Before the Zen Masters of China asraya-paravrtti was a staple of Indian Masters such as the 4th c. half brothers Asanga and Vasubandhu, as found in the later's "Trimsika-Karika or Thirty Verses."   At its earliest appearance it was given canonical authority in the Mahayana Sutras espousing the One Vehicle or Ekayana such as the Lankavatara Sutra or The Sutra of Going Down to Lanka, and The Sutra of Queen Srimala's Lion's Roar.
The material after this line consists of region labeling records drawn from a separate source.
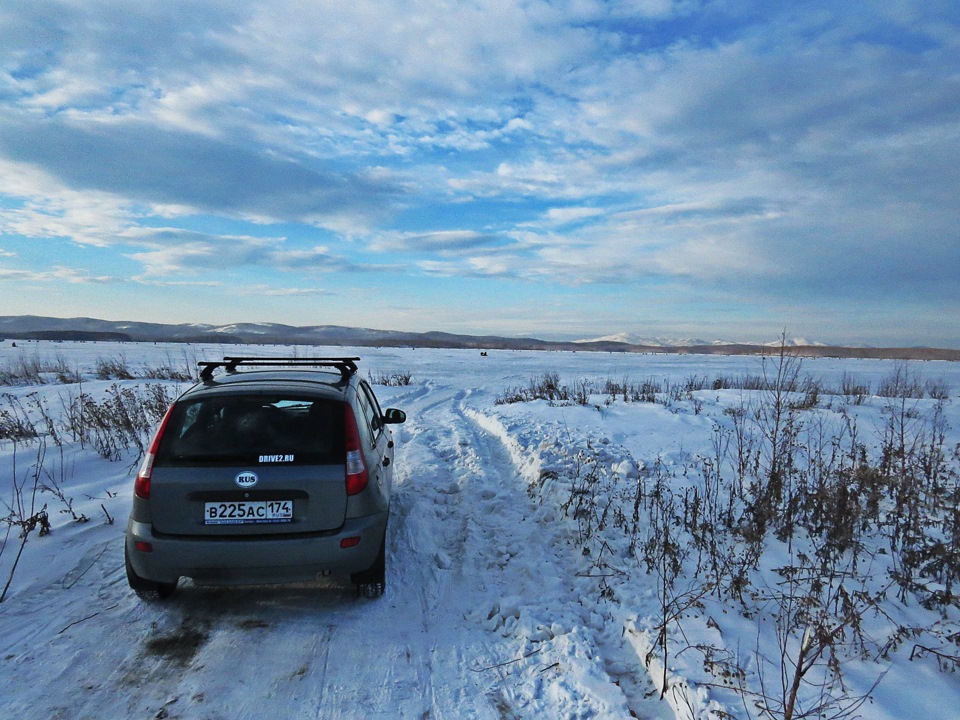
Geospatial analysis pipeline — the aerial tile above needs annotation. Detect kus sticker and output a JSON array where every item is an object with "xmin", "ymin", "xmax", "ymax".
[
  {"xmin": 233, "ymin": 470, "xmax": 260, "ymax": 488},
  {"xmin": 260, "ymin": 455, "xmax": 293, "ymax": 462}
]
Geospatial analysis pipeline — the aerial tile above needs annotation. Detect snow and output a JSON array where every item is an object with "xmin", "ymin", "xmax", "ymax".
[{"xmin": 0, "ymin": 342, "xmax": 960, "ymax": 720}]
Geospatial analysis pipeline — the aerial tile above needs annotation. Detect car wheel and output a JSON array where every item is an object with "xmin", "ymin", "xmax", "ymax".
[
  {"xmin": 123, "ymin": 547, "xmax": 177, "ymax": 602},
  {"xmin": 350, "ymin": 531, "xmax": 387, "ymax": 599}
]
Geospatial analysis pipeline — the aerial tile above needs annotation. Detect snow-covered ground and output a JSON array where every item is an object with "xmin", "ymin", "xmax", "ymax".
[{"xmin": 0, "ymin": 341, "xmax": 960, "ymax": 720}]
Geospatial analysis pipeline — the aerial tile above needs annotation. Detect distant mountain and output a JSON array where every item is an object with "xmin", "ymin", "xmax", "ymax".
[
  {"xmin": 575, "ymin": 333, "xmax": 827, "ymax": 348},
  {"xmin": 0, "ymin": 315, "xmax": 960, "ymax": 360}
]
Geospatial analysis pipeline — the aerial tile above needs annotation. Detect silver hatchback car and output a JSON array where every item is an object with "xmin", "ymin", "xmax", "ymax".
[{"xmin": 125, "ymin": 357, "xmax": 406, "ymax": 599}]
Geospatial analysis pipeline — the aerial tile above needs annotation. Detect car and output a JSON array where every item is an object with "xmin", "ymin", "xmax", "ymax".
[{"xmin": 124, "ymin": 357, "xmax": 406, "ymax": 600}]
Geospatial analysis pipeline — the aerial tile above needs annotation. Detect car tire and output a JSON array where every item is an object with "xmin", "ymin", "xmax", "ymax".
[
  {"xmin": 123, "ymin": 547, "xmax": 177, "ymax": 602},
  {"xmin": 350, "ymin": 531, "xmax": 387, "ymax": 600}
]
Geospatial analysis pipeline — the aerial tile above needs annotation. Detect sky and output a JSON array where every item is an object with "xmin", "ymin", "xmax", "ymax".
[{"xmin": 0, "ymin": 0, "xmax": 960, "ymax": 348}]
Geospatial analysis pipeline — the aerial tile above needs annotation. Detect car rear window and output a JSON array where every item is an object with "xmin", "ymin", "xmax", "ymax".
[{"xmin": 155, "ymin": 395, "xmax": 344, "ymax": 466}]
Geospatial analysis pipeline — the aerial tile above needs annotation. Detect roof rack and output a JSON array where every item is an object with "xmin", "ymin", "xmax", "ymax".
[{"xmin": 197, "ymin": 357, "xmax": 360, "ymax": 382}]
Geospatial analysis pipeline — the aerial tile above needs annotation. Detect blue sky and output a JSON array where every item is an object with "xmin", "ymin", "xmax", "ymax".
[{"xmin": 0, "ymin": 0, "xmax": 960, "ymax": 347}]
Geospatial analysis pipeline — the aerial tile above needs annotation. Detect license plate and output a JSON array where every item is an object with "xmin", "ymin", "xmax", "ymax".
[{"xmin": 203, "ymin": 500, "xmax": 293, "ymax": 525}]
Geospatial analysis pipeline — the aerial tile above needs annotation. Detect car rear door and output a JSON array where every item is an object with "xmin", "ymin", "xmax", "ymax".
[{"xmin": 150, "ymin": 392, "xmax": 347, "ymax": 536}]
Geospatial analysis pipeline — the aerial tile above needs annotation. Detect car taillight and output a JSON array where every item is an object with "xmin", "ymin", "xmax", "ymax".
[
  {"xmin": 343, "ymin": 403, "xmax": 370, "ymax": 495},
  {"xmin": 133, "ymin": 403, "xmax": 176, "ymax": 500}
]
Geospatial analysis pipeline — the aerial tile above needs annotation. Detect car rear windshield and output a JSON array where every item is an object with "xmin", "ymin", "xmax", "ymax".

Without the actual experience of turning the light around to shine it upon ourseves, our understanding remains at the intellectual level only.  To Mahayanists, asraya-paravrtti is the true meaning of the purification (visuddhi) espoused by the Early Schools, because in returning the light of awareness to its source or fountainhead, the contrived dualistic delusions are cast off and the purity of not-two is realized.  Thus Linji said "Buddha is the mind's purity."  As Zen Master Hui Hai said, this is "the ultimate purity" because "it is a state of beyond purity and impurity."